Mais moi je comprends Michel ROCARD, et il comprendra très bien lorsque je lui dirai ce soir – il m’écoutera peut-être – que nous n’allons pas perdre de temps dans ces affaires. On est injuste avec nous ! veillons à ne l’être avec personne. Seulement, cela a eu lieu. On ne peut pas demander à des hommes politiques jetés dans une bataille qu’ils n’ont pas désirée d’oublier ce dont ils ont souffert au cours des années précédentes.(…)
Certains ont reproché à Michel ROCARD ce qu’on a appelé son absence dans cette affaire. A part cette sortie là…
LE PRESIDENT – Non, non !
…vous ne lui faites pas ce reproche ? Vous pensez qu’il n’aurait pas dû intervenir plus tôt ou plus vite ?
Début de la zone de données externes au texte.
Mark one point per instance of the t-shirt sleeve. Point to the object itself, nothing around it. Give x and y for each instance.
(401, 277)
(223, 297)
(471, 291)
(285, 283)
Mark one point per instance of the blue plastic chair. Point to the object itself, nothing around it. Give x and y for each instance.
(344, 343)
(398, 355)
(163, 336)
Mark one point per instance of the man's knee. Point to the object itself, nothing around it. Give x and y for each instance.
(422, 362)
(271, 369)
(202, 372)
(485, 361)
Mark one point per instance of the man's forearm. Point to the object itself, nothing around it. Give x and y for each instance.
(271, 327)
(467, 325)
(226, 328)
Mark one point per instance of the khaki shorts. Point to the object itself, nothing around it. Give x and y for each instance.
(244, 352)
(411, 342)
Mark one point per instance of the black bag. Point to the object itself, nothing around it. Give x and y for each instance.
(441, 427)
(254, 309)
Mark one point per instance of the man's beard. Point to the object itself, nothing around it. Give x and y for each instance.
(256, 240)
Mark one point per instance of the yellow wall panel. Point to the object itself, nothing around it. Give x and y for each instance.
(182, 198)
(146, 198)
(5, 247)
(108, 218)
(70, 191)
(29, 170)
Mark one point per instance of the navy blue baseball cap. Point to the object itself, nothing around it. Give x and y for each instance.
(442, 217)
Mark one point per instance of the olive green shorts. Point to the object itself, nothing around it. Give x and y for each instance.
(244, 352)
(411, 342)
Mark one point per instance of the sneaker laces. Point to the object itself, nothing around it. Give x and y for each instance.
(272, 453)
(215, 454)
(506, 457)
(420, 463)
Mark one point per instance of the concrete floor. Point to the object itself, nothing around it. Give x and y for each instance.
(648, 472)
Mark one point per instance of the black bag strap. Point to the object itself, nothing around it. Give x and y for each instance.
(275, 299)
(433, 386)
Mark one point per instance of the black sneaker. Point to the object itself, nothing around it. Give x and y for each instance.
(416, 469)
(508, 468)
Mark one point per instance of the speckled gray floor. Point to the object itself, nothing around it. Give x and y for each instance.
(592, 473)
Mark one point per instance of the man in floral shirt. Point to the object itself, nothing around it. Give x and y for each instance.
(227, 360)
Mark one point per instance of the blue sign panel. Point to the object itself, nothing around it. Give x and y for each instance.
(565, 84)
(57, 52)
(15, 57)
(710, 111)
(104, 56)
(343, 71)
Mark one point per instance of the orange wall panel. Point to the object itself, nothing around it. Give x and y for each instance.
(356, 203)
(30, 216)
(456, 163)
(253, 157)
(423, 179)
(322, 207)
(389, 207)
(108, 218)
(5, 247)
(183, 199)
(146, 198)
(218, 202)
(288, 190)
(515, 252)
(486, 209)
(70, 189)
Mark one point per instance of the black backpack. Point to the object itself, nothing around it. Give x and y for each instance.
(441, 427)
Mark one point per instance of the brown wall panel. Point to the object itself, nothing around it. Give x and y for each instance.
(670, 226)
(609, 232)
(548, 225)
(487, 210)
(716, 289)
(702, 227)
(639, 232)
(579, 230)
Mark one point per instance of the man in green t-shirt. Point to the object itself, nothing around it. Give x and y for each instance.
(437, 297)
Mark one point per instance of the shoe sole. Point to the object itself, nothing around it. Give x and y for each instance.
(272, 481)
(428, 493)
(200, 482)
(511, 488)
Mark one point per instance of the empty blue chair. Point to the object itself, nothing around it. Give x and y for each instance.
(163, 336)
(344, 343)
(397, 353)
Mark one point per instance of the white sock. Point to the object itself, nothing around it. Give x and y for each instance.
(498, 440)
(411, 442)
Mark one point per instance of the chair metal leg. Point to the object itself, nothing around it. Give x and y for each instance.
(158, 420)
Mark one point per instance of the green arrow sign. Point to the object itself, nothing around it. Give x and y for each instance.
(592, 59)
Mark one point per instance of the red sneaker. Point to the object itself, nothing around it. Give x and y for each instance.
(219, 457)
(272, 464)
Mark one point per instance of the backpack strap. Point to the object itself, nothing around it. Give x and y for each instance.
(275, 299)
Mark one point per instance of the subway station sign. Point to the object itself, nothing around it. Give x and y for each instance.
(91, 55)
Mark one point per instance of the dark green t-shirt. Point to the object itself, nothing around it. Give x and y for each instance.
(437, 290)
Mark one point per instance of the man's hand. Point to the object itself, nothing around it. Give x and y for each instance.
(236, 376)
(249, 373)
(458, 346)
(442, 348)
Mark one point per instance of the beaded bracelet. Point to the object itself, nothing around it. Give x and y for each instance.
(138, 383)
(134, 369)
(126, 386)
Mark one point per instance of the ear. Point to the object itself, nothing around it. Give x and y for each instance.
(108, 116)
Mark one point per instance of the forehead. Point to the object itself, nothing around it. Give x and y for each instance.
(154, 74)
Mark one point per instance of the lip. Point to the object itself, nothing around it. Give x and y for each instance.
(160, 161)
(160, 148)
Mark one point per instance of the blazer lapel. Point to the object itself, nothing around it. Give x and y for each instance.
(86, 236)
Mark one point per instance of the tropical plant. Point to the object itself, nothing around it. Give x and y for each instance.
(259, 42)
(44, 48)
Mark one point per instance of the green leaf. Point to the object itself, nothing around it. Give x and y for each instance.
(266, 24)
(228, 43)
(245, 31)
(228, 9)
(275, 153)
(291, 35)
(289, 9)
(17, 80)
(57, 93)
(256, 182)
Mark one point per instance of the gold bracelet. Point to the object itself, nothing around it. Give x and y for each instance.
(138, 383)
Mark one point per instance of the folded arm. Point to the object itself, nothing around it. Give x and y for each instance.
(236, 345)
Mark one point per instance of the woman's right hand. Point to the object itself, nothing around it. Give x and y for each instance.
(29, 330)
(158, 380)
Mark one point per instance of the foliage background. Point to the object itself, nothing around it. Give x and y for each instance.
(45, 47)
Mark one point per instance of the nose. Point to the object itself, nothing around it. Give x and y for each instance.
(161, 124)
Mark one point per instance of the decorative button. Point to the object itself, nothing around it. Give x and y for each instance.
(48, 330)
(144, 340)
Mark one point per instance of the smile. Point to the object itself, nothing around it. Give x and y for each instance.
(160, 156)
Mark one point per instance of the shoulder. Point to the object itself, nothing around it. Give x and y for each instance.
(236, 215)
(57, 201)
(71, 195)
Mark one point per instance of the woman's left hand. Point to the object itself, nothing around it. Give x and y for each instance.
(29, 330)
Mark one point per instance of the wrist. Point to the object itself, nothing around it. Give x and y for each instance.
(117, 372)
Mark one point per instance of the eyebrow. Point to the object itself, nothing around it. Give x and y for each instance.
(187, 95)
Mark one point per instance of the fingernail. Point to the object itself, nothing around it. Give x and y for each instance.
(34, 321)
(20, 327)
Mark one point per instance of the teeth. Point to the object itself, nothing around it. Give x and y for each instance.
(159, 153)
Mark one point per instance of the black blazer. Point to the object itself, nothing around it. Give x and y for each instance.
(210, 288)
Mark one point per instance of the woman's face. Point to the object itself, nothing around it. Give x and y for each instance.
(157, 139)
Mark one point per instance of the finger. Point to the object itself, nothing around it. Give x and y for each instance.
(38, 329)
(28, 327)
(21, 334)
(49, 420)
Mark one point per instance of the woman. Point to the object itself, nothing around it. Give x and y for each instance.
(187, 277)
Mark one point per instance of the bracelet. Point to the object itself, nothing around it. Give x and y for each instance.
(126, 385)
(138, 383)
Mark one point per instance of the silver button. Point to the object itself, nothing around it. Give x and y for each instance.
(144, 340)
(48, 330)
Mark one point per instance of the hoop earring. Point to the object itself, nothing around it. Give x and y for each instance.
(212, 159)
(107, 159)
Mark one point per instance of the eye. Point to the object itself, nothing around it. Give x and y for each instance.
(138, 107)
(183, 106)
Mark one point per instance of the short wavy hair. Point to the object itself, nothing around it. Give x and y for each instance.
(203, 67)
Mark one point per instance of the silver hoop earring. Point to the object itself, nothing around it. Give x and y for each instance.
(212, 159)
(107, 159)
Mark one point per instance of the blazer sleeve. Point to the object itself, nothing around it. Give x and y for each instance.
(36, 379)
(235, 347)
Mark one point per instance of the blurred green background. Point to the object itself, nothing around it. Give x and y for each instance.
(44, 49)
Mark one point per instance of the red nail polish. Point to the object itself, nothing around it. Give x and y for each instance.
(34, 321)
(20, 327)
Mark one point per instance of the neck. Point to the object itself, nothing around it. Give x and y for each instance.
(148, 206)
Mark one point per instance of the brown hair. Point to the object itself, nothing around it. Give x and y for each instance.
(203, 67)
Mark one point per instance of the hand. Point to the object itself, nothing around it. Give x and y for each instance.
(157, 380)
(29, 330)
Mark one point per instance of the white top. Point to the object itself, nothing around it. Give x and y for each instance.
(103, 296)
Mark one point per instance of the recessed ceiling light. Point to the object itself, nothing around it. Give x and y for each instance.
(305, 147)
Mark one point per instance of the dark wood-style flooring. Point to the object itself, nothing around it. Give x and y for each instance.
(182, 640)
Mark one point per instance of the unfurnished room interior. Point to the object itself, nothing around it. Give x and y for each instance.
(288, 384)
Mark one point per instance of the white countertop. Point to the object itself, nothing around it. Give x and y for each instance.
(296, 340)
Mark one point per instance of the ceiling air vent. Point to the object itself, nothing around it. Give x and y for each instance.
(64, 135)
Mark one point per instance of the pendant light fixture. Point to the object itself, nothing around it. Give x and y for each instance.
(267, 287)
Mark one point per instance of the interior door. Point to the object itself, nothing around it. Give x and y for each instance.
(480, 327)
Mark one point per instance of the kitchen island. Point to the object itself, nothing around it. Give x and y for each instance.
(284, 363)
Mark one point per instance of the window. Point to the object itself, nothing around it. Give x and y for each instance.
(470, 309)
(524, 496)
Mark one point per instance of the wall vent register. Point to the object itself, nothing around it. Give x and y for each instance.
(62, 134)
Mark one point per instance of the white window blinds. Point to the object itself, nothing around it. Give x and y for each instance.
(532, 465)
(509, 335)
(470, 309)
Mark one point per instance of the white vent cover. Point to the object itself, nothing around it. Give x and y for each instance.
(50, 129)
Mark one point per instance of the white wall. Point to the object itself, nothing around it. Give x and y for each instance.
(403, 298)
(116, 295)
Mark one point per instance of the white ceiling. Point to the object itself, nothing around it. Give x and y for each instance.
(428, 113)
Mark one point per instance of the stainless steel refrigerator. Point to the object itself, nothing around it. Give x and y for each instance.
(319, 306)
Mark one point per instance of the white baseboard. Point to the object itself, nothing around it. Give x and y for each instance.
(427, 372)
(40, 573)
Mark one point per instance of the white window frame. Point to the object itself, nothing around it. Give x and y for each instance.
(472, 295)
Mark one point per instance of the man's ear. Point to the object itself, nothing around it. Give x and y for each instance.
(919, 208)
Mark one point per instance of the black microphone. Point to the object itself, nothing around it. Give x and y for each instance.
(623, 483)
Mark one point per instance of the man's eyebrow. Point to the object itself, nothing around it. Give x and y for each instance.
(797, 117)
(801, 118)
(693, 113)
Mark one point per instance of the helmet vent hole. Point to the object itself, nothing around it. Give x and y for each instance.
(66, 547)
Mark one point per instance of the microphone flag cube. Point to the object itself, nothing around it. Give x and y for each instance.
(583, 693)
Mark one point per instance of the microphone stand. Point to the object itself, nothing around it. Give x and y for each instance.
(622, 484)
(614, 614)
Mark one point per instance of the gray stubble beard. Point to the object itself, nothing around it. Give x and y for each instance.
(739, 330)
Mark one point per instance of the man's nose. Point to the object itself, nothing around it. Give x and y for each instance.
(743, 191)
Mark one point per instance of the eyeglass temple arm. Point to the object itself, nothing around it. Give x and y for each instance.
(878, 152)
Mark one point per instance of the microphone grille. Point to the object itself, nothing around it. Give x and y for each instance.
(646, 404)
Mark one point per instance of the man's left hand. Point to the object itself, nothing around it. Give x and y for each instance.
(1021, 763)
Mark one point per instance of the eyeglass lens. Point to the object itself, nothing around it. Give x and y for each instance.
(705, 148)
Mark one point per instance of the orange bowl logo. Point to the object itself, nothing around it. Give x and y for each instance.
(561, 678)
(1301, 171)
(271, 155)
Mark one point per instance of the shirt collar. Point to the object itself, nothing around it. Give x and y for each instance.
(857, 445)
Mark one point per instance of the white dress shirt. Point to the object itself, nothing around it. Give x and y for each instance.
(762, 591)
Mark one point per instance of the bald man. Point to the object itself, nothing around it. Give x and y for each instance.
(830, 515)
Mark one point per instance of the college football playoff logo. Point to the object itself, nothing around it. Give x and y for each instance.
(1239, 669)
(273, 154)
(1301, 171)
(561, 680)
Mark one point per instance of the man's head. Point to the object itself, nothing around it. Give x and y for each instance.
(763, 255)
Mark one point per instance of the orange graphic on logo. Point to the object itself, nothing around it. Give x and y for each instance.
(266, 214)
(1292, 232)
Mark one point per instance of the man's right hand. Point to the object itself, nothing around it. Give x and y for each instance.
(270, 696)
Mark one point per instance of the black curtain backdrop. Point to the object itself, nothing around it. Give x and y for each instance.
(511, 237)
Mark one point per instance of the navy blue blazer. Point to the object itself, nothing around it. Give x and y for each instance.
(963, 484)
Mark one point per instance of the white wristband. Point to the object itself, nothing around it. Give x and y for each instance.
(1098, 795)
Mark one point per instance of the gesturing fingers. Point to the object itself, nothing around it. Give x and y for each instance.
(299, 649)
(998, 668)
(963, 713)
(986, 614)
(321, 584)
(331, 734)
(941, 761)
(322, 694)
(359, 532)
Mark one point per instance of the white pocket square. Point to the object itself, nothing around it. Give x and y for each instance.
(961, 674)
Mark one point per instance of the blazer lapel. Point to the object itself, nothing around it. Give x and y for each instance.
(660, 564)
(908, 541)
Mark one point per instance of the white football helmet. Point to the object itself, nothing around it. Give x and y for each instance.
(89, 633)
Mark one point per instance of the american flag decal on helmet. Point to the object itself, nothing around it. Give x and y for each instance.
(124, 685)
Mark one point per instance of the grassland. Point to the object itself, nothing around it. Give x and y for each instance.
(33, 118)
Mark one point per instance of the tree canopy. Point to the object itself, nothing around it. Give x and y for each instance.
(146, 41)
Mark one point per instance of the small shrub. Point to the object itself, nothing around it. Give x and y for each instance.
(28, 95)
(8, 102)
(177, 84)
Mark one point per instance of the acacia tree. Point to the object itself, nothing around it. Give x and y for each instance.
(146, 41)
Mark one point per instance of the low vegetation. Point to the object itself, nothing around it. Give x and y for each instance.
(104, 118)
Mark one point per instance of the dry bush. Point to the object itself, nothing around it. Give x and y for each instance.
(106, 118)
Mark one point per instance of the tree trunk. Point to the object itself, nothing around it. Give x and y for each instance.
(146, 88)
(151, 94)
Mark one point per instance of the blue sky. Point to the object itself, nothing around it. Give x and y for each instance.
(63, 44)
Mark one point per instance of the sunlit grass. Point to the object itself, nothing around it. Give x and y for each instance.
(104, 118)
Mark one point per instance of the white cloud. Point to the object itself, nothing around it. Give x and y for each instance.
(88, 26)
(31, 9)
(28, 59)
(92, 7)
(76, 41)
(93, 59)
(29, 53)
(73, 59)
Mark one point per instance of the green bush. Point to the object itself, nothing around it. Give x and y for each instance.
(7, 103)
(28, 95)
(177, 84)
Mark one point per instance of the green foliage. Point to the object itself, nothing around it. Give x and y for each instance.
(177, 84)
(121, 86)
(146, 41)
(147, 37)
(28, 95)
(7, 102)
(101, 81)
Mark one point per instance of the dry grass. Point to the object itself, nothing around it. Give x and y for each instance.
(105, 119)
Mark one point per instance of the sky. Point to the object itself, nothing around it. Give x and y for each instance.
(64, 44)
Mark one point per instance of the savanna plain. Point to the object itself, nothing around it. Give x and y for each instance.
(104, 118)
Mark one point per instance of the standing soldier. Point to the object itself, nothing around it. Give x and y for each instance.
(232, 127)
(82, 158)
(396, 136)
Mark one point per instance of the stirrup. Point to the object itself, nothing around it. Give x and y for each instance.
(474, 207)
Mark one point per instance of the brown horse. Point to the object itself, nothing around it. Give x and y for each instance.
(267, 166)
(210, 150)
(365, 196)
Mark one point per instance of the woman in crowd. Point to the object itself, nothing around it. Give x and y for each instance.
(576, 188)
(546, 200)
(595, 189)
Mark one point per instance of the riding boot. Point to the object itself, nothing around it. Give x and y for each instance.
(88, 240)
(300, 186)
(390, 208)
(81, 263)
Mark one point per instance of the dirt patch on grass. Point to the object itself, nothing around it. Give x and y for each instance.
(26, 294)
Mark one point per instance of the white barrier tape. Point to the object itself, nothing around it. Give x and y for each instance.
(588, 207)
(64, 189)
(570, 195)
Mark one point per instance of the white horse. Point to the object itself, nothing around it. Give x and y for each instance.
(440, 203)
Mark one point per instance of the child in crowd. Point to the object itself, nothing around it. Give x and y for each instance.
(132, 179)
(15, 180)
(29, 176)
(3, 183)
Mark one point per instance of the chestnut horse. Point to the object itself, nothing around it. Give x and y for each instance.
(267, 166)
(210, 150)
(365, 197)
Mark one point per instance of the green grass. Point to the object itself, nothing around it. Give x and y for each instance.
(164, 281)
LE PRESIDENT – Je travaille avec Michel Rocard qui est le Premier Ministre que j’ai choisi. Nous nous rencontrons plusieurs fois par semaine, nous travaillons ensemble. Je n’ai absolument aucune critique à lui faire et je suis même souvent surpris par ses qualités de ténacité, ses qualités de dialogue. Il apporte une note très particulière à la politique française et je pense que les Français s’en rendent compte. Alors ne me mettez pas en contradiction avec lui. Il sait bien que je suis toujours là pour écouter ce qu’il a à me dire, et quand on me reproche de me taire trop longtemps, lui sait bien que de semaine en semaine je débats avec lui de la manière de faire pour conduire la France. (…)
Sur l’Education Nationale :
LE PRESIDENT … C’est quand même très important qu’un crédit de formation de 4 milliards permette, en un an, à 100.000 jeunes, qui n’ont pas, comment dirais-je, suffisamment réussi dans leurs études, de compléter leur formation pour avoir un métier, 100.000 jeunes chaque année, sur la base de crédits importants.(…)
Croyez-moi, ce crédit formation représentera, aux yeux de tous les Français, d’ici peu, une des plus grandes réformes, un des plus grands progrès auxquels aura abouti le Gouvernement de Michel ROCARD.